Set implementation benchmarking

karls...@gmail.com

unread,

Jul 15, 2011, 12:04:58 PM7/15/11

to golan...@googlegroups.com

Hi,

Posted my first Q here yesterday and I got some really nice, fast and helpful answers. Motivated me, so I wrote and tested various possible Set implementation in Go. Thought some people might be interested:

http://openmymind.net/2011/7/15/Learning-Go-By-Benchmarking-Set-Implementation

I'm currently 12% tempted to write The Little Go Book (similar to The Little MongoDB Book I wrote)

Karl

⚛

unread,

Jul 15, 2011, 1:18:11 PM7/15/11

to golang-nuts

I am wondering what the effect of using an O(N*logN) algorithm would
be instead of the O(N*N) you are using there. Could you please try
"sort.SortInts" in the implementation of your
"OnDemandArraySet.RemoveDuplicates" (and name it "OnDemandArraySet_2"
or something) ?

On Jul 15, 6:04 pm, karlseg...@gmail.com wrote:
> Hi,
> Posted my first Q here yesterday and I got some really nice, fast and
> helpful answers. Motivated me, so I wrote and tested various possible Set
> implementation in Go. Thought some people might be interested:
>

> http://openmymind.net/2011/7/15/Learning-Go-By-Benchmarking-Set-Imple...

⚛

unread,

Jul 15, 2011, 1:43:09 PM7/15/11

to golang-nuts

Just another small note:

In your examples, the max [ratio of values in the set] to [the range
of possible values] is just 1:7. In that case, using an array of
booleans, or ints, or a bit-set should be much faster than any of the
implementations you currently have there.

The way I see it, hash-maps and hash-sets start to make sense than the
ratio of Actual:Possible is like 1:100. For example, if the keys of
the map are 32-bit pointers then the ratio is N:(2**32), where N is
usually a much smaller number than 2**32.

If the max ratio is just 1:7, it is not making much sense to use a
hash-map nor a growing array - if you are concentrating on
performance.

-----

Maybe another small note: In your text you are using the word
"collision". The meaning of this word in context of hash-maps and hash-
sets is different (http://en.wikipedia.org/wiki/Hash_table).
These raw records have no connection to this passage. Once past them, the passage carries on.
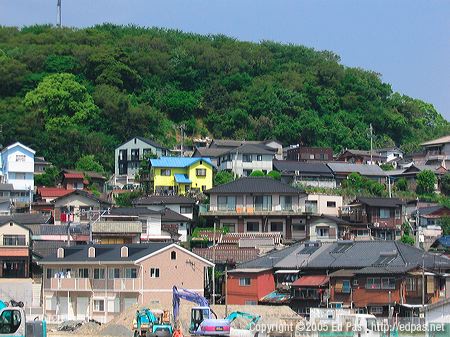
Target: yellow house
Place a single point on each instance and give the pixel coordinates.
(179, 175)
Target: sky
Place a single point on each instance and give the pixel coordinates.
(407, 41)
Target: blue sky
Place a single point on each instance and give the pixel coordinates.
(407, 41)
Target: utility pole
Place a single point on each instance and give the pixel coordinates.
(58, 13)
(182, 127)
(371, 143)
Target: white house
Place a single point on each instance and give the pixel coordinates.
(18, 166)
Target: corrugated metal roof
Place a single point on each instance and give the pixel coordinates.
(172, 162)
(182, 179)
(363, 169)
(311, 281)
(117, 227)
(254, 185)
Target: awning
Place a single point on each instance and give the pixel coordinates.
(311, 281)
(182, 179)
(276, 297)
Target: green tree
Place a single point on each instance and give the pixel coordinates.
(89, 163)
(223, 177)
(401, 184)
(49, 178)
(445, 184)
(426, 181)
(274, 175)
(257, 173)
(445, 225)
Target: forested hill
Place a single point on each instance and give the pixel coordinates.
(68, 92)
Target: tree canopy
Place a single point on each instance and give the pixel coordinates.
(73, 92)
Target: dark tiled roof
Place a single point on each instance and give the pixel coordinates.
(163, 200)
(167, 215)
(253, 149)
(254, 185)
(133, 211)
(380, 202)
(304, 168)
(106, 252)
(25, 218)
(227, 254)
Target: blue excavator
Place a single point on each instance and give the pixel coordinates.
(13, 322)
(151, 323)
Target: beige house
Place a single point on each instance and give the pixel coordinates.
(101, 281)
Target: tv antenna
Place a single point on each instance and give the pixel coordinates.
(58, 13)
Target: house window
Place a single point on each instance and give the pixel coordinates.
(14, 240)
(113, 273)
(154, 272)
(83, 273)
(244, 281)
(373, 283)
(411, 284)
(231, 227)
(99, 305)
(99, 274)
(376, 310)
(130, 273)
(296, 227)
(276, 227)
(387, 283)
(165, 172)
(200, 172)
(247, 158)
(252, 226)
(311, 206)
(346, 289)
(186, 209)
(226, 203)
(262, 202)
(322, 231)
(286, 202)
(385, 213)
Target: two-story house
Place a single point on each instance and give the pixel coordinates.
(128, 157)
(78, 206)
(181, 175)
(15, 255)
(245, 159)
(257, 204)
(437, 151)
(305, 174)
(378, 218)
(101, 281)
(17, 164)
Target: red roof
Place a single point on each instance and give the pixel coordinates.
(311, 281)
(49, 192)
(73, 176)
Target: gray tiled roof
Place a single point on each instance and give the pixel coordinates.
(106, 253)
(254, 185)
(304, 168)
(380, 202)
(163, 200)
(363, 169)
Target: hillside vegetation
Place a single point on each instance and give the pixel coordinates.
(73, 92)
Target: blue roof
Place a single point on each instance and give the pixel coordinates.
(182, 179)
(444, 240)
(177, 161)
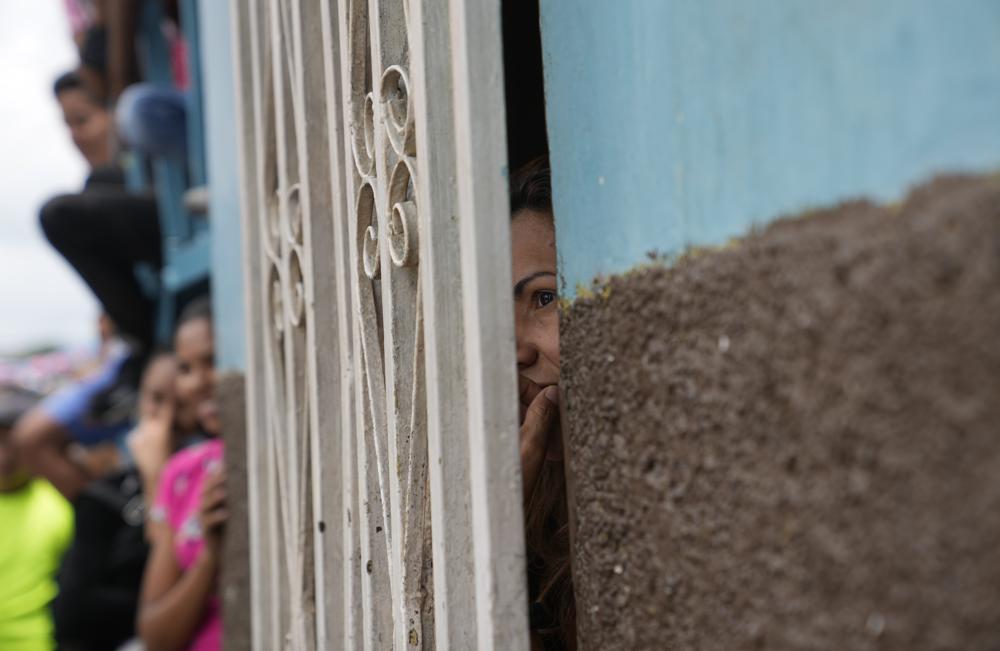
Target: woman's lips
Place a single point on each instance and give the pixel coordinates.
(208, 409)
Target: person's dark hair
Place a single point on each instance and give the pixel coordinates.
(546, 514)
(68, 81)
(15, 402)
(531, 187)
(198, 308)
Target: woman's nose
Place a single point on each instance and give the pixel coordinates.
(527, 352)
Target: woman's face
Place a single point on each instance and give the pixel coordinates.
(536, 311)
(158, 386)
(195, 351)
(89, 126)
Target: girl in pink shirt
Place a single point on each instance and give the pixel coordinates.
(179, 608)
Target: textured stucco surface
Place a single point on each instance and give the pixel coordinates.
(234, 584)
(794, 443)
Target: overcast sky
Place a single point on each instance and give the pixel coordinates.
(41, 298)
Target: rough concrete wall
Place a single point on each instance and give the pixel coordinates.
(794, 443)
(235, 581)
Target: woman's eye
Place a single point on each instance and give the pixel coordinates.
(543, 298)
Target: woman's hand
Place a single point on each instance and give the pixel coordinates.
(539, 420)
(152, 443)
(212, 513)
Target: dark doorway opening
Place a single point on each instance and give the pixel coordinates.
(524, 82)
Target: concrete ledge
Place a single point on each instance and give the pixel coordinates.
(795, 443)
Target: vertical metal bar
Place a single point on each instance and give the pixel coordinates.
(244, 58)
(489, 331)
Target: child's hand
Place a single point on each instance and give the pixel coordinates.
(212, 513)
(539, 420)
(152, 443)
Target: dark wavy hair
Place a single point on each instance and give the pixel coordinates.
(546, 513)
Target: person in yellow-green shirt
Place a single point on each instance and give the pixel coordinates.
(36, 526)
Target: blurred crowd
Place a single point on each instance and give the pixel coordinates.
(112, 494)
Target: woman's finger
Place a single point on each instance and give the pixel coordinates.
(527, 390)
(214, 518)
(539, 420)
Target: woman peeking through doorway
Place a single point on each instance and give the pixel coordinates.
(536, 328)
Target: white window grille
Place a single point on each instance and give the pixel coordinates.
(384, 475)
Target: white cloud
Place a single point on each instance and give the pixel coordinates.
(41, 298)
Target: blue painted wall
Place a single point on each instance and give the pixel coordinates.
(218, 74)
(682, 122)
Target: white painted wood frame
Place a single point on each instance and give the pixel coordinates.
(385, 479)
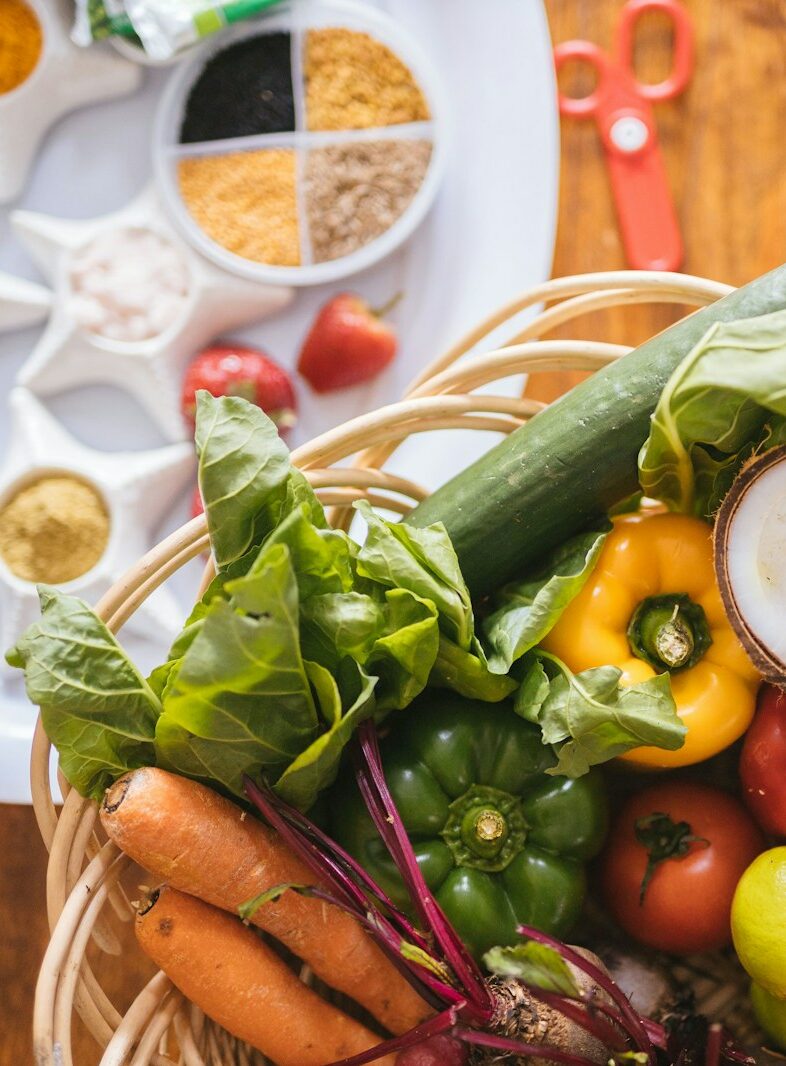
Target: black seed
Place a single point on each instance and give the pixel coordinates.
(243, 90)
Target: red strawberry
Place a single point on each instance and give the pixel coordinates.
(347, 344)
(231, 370)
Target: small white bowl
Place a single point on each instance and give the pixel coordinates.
(298, 17)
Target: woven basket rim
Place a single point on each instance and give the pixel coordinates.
(83, 890)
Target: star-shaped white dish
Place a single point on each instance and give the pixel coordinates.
(65, 78)
(138, 488)
(21, 303)
(68, 355)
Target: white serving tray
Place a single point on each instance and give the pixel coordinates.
(490, 236)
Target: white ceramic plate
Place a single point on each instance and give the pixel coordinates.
(488, 236)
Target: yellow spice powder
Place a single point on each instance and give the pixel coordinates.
(20, 43)
(245, 202)
(53, 530)
(353, 81)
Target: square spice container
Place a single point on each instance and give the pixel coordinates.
(303, 146)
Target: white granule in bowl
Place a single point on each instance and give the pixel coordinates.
(128, 285)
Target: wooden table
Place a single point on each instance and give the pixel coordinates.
(725, 151)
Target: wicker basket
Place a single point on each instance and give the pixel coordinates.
(84, 897)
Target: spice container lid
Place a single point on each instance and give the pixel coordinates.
(339, 196)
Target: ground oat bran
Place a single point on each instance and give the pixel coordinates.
(356, 191)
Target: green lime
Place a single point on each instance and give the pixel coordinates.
(771, 1014)
(758, 921)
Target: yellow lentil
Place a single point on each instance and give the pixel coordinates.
(245, 202)
(20, 43)
(353, 81)
(53, 530)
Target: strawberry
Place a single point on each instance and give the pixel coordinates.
(348, 344)
(233, 370)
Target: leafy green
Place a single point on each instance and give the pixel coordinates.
(590, 717)
(97, 709)
(467, 673)
(243, 473)
(301, 635)
(423, 561)
(240, 700)
(536, 965)
(316, 768)
(529, 609)
(723, 402)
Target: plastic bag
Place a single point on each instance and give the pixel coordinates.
(163, 27)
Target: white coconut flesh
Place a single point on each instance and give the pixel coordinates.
(751, 560)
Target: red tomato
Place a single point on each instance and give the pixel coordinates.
(687, 904)
(763, 762)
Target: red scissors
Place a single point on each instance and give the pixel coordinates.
(622, 107)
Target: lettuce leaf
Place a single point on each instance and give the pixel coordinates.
(529, 609)
(301, 635)
(423, 561)
(240, 699)
(97, 709)
(723, 402)
(346, 706)
(243, 471)
(590, 717)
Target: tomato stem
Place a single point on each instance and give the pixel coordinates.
(663, 839)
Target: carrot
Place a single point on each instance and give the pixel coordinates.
(239, 982)
(198, 842)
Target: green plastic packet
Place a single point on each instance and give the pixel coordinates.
(163, 28)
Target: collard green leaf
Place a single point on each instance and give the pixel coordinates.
(423, 561)
(536, 964)
(321, 558)
(529, 609)
(351, 703)
(591, 719)
(394, 635)
(467, 673)
(243, 473)
(714, 412)
(532, 692)
(405, 649)
(97, 709)
(240, 699)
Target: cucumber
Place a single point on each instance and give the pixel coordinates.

I would
suggest to use the word "duplicate" in your text.

On Jul 15, 6:04 pm, karlseg...@gmail.com wrote:

> Hi,
> Posted my first Q here yesterday and I got some really nice, fast and
> helpful answers. Motivated me, so I wrote and tested various possible Set
> implementation in Go. Thought some people might be interested:
>

> http://openmymind.net/2011/7/15/Learning-Go-By-Benchmarking-Set-Imple...

karls...@gmail.com

unread,

Jul 15, 2011, 8:28:59 PM7/15/11

to golan...@googlegroups.com

I couldn't think of a good way to remove duplicates - since you can just stick the last item in its place. However, after sleeping on it, I realize I can simply move the duplicate to the front and slice off the front duplicate part. I'll try it tonight when I get back!

Michael Jones

unread,

Jul 17, 2011, 5:04:46 AM7/17/11

to golan...@googlegroups.com

Karl,

Following up on "*"'s suggestion of a bit set in your situation, consider this:

package set

const minValue = 0

const maxValue = 700000

type BitSet struct {

data []uint8

count int

}

func (this *BitSet) Add(value int) {

if value < minValue || value > maxValue { panic("value out of range") }

if (this.data[value>>3] & (1<<uint(value & 0x7))) == 0 {

this.data[value>>3] |= 1<<uint(value & 0x7)

this.count++

}

func (this *BitSet) Contains(value int) (exists bool) {

if value < minValue || value > maxValue { panic("value out of range") }

return (this.data[value>>3] & (1<<uint(value & 0x7))) != 0

}

func (this *BitSet) Length() (int) {

return this.count

}

func (this *BitSet) RemoveDuplicates() {}

func NewSet() (Set) {

return &BitSet{make([]uint8, (maxValue+1+7)/8), 0}

}

which trades fixed storage of ~100kb for fixed O(1) runtime:

set.BenchmarkSmallSetWithFewCollisions-4 50000 43991 ns/op => 440 ns/Add()`

set.BenchmarkSmallSetWithMoreCollisions-4 50000 44500 ns/op

set.BenchmarkSmallSetWithManyCollisions-4 50000 44221 ns/op

set.BenchmarkMediumSetWithFewCollisions-4 5000 449921 ns/op => 90 ns/Add()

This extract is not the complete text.